There's still some overlap and/or confusion between the 503 issues in this ticket, T174932 and T145661, and there's some still lesser recurrent 503s in esams that we don't have a good explanation for, yet. We're still looking at those, and kind of stalling on resolving the related tickets until we're sure it's all sorted out.

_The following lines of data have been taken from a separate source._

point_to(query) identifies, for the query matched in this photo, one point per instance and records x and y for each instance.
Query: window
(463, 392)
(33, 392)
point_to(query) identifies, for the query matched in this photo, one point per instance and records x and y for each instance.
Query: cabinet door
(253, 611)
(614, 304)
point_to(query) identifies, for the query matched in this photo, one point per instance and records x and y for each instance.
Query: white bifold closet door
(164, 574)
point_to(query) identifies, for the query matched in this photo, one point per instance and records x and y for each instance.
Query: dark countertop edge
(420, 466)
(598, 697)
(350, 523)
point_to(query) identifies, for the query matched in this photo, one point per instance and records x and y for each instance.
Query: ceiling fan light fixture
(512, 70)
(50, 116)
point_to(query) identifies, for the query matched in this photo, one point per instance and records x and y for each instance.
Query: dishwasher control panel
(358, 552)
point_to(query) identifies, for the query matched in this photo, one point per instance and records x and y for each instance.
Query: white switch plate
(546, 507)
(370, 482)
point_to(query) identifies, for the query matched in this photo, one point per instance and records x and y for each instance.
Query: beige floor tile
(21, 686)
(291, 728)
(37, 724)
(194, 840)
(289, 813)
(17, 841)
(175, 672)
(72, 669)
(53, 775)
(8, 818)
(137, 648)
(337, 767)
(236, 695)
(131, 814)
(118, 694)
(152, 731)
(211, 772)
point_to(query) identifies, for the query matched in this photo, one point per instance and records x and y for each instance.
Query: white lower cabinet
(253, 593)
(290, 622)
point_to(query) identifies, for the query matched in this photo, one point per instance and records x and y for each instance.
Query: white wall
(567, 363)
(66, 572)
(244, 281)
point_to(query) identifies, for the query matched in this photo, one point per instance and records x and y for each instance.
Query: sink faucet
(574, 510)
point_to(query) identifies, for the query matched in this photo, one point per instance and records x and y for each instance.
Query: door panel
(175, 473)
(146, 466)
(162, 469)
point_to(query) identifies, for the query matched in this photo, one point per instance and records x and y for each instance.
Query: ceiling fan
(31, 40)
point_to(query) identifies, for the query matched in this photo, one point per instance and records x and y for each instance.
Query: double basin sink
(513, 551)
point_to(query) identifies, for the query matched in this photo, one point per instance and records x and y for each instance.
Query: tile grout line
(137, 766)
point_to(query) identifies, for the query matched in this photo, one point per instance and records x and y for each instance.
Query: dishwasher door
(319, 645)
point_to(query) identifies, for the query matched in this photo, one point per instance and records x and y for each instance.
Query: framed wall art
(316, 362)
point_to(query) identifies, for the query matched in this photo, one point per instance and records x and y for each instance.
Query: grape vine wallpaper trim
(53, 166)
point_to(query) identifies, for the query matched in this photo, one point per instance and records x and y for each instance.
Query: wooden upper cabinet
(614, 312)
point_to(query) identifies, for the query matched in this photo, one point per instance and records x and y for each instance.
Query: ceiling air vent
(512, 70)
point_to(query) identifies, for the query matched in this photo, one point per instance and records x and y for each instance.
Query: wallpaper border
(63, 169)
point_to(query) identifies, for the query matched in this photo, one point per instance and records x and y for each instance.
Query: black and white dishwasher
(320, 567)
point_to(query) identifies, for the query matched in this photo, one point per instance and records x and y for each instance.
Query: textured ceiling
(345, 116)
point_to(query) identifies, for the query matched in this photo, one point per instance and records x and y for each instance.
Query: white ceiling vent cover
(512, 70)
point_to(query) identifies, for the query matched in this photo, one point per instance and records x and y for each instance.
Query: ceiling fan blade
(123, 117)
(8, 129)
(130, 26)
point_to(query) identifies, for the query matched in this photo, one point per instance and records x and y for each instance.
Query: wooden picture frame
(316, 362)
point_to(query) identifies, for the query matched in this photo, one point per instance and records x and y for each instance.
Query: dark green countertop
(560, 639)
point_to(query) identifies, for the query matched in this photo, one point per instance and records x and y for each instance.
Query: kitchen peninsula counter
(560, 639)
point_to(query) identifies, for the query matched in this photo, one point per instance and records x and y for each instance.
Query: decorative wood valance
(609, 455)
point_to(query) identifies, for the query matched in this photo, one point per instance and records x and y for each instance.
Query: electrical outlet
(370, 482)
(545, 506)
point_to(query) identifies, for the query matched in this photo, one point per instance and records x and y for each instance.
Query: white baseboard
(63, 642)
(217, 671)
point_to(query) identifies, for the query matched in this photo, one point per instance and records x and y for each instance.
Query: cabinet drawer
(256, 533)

BBlack lowered the priority of this task from High to Normal.Oct 4 2017, 10:47 PM

Change 382477 had a related patch set uploaded (by Ema; owner: Ema):
[operations/puppet@production] cache_canary: disable max_connections

https://gerrit.wikimedia.org/r/382477

Change 382477 merged by Ema:
[operations/puppet@production] cache_canary: disable max_connections

https://gerrit.wikimedia.org/r/382477

Change 382651 had a related patch set uploaded (by Ema; owner: Ema):
[operations/puppet@production] cache_text: disable max_connections

https://gerrit.wikimedia.org/r/382651

Change 382651 merged by Ema:
[operations/puppet@production] cache_text: disable max_connections

https://gerrit.wikimedia.org/r/382651

Change 382654 had a related patch set uploaded (by Ema; owner: Ema):
[operations/puppet@production] cache_text: disable varnish_be<->varnish_be max_connections

https://gerrit.wikimedia.org/r/382654

Change 382654 merged by Ema:
[operations/puppet@production] cache_text: disable varnish_be<->varnish_be max_connections

https://gerrit.wikimedia.org/r/382654

BBlack closed this task as Resolved.Oct 10 2017, 3:56 PM
BBlack claimed this task.

^ The above seems to have resolved the esams-specific 503s. Closing this up!